Umstrittene Gegenüberstellung
"Es ist sehr schwierig, dass es niemals einen juristischen Schlusspunkt gegeben hat", sagt Palme. Nach einer umstrittenen Gegenüberstellung fast drei Jahre nach der Tat hatte Olof Palmes Witwe einen drogenabhängigen Kleinkriminellen als Täter identifiziert. Christer Pettersson wurde im Juli 1989 verurteilt, in der nächsten Instanz allerdings aus Mangel an Beweisen freigesprochen.
Seitdem gingen Hunderttausende Hinweise bei den Ermittlern ein, immer neue Spekulationen über die Hintermänner machten die Runde. 130 Menschen hätten den Mord an Palme gestanden, sagt Stig Edqvist, der die Ermittlungen seit 14 Jahren leitet. Doch niemand habe das auch plausibel machen können. Die Tatwaffe ist bis heute nicht aufgetaucht.
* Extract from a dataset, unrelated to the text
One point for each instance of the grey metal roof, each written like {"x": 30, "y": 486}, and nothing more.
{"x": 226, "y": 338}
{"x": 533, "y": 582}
Die Akten über den Fall Palme füllen 225 Regalmeter im Stockholmer Polizeihauptquartier. 3600 Ordner wurden angelegt. Noch immer gingen jede Woche eine Handvoll Hinweise ein, sagt Chefermittler Edqvist. "Wir müssen realistisch sein. Nach 25 Jahren ist so ein Fall natürlich schwer aufzuklären. Aber ich hoffe noch immer, wir schaffen das." Andere sind pessimistischer. "Nach 25 Jahren Ermittlungen wissen wir praktisch nichts", sagt der Journalist Gunnar Wall, der zwei Bücher über den Mordfall geschrieben hat.
Ein ganzes Land unter Schock
Olof Palme war ohne Polizeischutz unterwegs, als er am Abend des 28. Februar 1986 mit zwei gezielten Schüssen aus nächster Nähe niedergestreckt wurde. Der sozialdemokratische Ministerpräsident war mit seiner Frau nach einem spontanen Kinobesuch auf dem Weg nach Hause. Auch seine Frau wurde verletzt.

Für die meisten Schweden ist Christer Pettersson der Mörder. Er starb 2004.
(Foto: ASSOCIATED PRESS)
Die Tat versetzte das ganze Land so sehr in Schock, dass es danach oft hieß, Schweden habe mit dem Mord seine Unschuld verloren. "Die Tat hat die Art verändert, wie wir Politiker wahrnehmen", sagt Jens Orback, der Vorsitzende des Internationalen Olof-Palme-Zentrums in Stockholm. "Palme hatte einmal gesagt, er wolle wie alle anderen auch im Telefonbuch stehen und mit den Menschen ohne Bodyguards in Kontakt treten. Aber wir haben gelernt, dass das nicht immer geht." Das Trauma wiederholte sich, als die populäre schwedische Außenministerin Anna Lindh 2003 beim Einkaufen niedergestochen wurde - auch sie war ohne Personenschützer unterwegs.
"Vieles ging schief"
"Eine gewisse Unschuld ist verloren gegangen", sagt auch der Journalist Wall. Die Menschen erwarteten heute weniger von der Polizei und den Gerichten. Die Ermittlungen im Fall Palme waren von Anfang an mit Fehlern behaftet. "Vieles ging schief", räumt Edqvist ein. "Die Regierung hatte vermutlich Angst, sensible Informationen würden an die Öffentlichkeit gelangen", sagt Edqvist. "Palme war schließlich sehr umstritten damals."
Der einstige Linksaktivist Palme hatte Washington mit seiner Kritik am Vietnam-Krieg verärgert. Er unterstützte kommunistische Regierungen in Kuba und Nicaragua, sprach sich gegen Apartheid und Atomkraft aus und befürwortete die Umverteilung von Vermögen. Hinter dem Mord vermuteten die Ermittler unterschiedliche Gruppen wie die türkische PKK, das schwedische Militär oder den südafrikanischen Geheimdienst.
Palmes Familie dagegen glaubt weiterhin, den Täter zu kennen. "Ich bin ohne ernsthaften Zweifel überzeugt, dass es Pettersson war", sagt Joakim Palme. Ob der vorbestrafte Alkoholiker tatsächlich geschossen hat, wird sich vielleicht niemals klären lassen - Pettersson ist seit sieben Jahren tot.